Thursday, September 27, 2012

You Can't Go Home Again: Exile, duality and disgust in The Island of Doctor Moreau and The Left Hand of Darkness (updated)

In Gulliver's Travels, Gulliver, after being stranded on an island with the refined Houynhnhnms and the vulgar Yahoos, returns home and is repulsed by his countrymen's similarity to Yahoos (1). Prendick and Genly experience similar feelings when meeting their compatriots again after a period of exile. Both travellers are exposed to a situation which both heightens their awareness of a fundamental binary opposition, and erodes their confidence in the border between the opposing states.

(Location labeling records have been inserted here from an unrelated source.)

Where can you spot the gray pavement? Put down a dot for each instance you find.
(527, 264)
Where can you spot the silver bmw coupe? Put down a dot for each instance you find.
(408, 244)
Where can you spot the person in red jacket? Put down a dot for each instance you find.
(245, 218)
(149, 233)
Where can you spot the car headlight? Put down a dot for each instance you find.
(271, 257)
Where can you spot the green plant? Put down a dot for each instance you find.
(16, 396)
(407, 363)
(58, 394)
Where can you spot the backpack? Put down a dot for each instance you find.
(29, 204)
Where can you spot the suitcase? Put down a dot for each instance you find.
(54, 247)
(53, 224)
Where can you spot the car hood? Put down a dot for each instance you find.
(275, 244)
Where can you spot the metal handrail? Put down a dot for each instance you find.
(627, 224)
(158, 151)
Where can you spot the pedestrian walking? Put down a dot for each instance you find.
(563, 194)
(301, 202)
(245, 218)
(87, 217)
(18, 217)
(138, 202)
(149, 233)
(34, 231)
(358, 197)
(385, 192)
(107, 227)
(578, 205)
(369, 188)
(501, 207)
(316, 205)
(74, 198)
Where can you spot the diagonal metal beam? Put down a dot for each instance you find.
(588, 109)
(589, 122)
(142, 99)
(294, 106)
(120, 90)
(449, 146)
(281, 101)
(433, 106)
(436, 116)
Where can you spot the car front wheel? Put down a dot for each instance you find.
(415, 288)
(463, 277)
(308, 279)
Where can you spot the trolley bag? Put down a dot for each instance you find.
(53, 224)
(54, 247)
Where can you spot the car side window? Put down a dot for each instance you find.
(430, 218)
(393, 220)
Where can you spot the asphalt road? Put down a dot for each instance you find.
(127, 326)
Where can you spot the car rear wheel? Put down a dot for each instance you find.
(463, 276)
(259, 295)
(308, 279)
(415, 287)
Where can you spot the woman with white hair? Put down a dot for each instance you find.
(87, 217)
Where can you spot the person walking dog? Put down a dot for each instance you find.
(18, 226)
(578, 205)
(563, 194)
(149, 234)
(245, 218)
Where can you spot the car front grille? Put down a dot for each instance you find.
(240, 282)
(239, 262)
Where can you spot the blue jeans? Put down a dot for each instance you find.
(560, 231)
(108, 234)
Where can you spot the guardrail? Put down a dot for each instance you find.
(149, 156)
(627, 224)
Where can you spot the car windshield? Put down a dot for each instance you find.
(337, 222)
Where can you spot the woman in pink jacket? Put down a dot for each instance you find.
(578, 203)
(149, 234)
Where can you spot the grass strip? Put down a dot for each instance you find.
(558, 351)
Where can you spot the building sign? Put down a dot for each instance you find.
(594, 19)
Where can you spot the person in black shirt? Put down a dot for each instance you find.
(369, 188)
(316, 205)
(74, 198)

In The Island of Doctor Moreau the binary opposition is humanity versus animality. Prendrick is forced to confront the nature of this dyad, and determine how each side is constituted. His confidence in the border between the two states is eroded by his experiences with the Beast-Men. When he returns to England, he is repulsed by the animality he sees in humans (2).

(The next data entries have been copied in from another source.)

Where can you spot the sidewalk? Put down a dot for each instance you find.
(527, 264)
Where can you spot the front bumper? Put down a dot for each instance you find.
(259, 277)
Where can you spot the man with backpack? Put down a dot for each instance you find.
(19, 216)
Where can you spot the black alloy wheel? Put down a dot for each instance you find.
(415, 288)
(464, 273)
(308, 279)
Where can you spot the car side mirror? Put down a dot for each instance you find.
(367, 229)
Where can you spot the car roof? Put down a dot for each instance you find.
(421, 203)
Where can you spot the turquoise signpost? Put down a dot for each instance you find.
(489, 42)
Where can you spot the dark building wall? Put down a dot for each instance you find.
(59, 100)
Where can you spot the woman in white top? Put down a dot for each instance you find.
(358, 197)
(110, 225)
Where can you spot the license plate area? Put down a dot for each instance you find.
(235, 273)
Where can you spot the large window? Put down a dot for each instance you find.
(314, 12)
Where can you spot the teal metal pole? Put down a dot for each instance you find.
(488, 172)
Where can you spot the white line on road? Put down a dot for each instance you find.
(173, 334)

Genly in The Left Hand of Darkness confronts the issue of the opposition between male and female in a particularly poignant manner: by falling in love with the genderless Estraven. Estraven challenges him to define the two genders: "...how does the other sex of your planet differ from you?" (3). Genly, having lived so long among the genderless Gethenians, struggles to answer. His love for Estraven undermines his confidence in the essentiality of the gender opposition: "...it does, after all, go even wider than sex" (4). When he meets with his fellow Terrans again, he is repulsed by their ripe masculinity and femininity -- "They all looked strange to me... apes with intelligent eyes, all of them in rut, in kemmer" (5) -- and takes comfort in the Gethenian doctor, who has "not a man's face and not a woman's" (6).

Their cases are slightly different -- Genly rejects both sides of the dichotomy, while Prendick rejects one half and desperately seeks the other -- but the repulsion in both cases springs from the same source: the confrontation with, and subsequent erosion of confidence in, a fundamental human dyad. Disgust, as Kristeva  states, is our response to the abject: a part of the self which has been sealed off and cast out, becoming an object (7). Genly, while still physically a man, has sealed off the part of himself which recognises and responds to masculinity and femininity, and being confronted with this in others causes disgust. Prendick, too, shuts down and shuts out the animal side of his humanity, and his fellow human animals cause his bile to rise.

Notes:
1) Swift, chapter XII.
2) Wells, chapter XXII.
3) Le Guin, p. 252.
4) Le Guin, p. 252.
5) Le Guin, p. 318.
6) Le Guin, p. 319.
7) Felluga.

Works cited:
Felluga, Dino. "Modules on Kristeva: On the Abject." Introductory Guide to Critical Theory. Purdue U, January 8 2011. Web. August 18, 2012.
Le Guin, Ursula. The Left Hand of Darkness. New York: Ace Books, 1976.
Swift, Jonathan. Gulliver's Travels. Project Gutenberg, 15 June 2009. Web. 23 September 2012.
Wells, Herbert George. The Island of Doctor Moreau. Project Gutenberg, 14 October 2004. Web. 23 September 2012.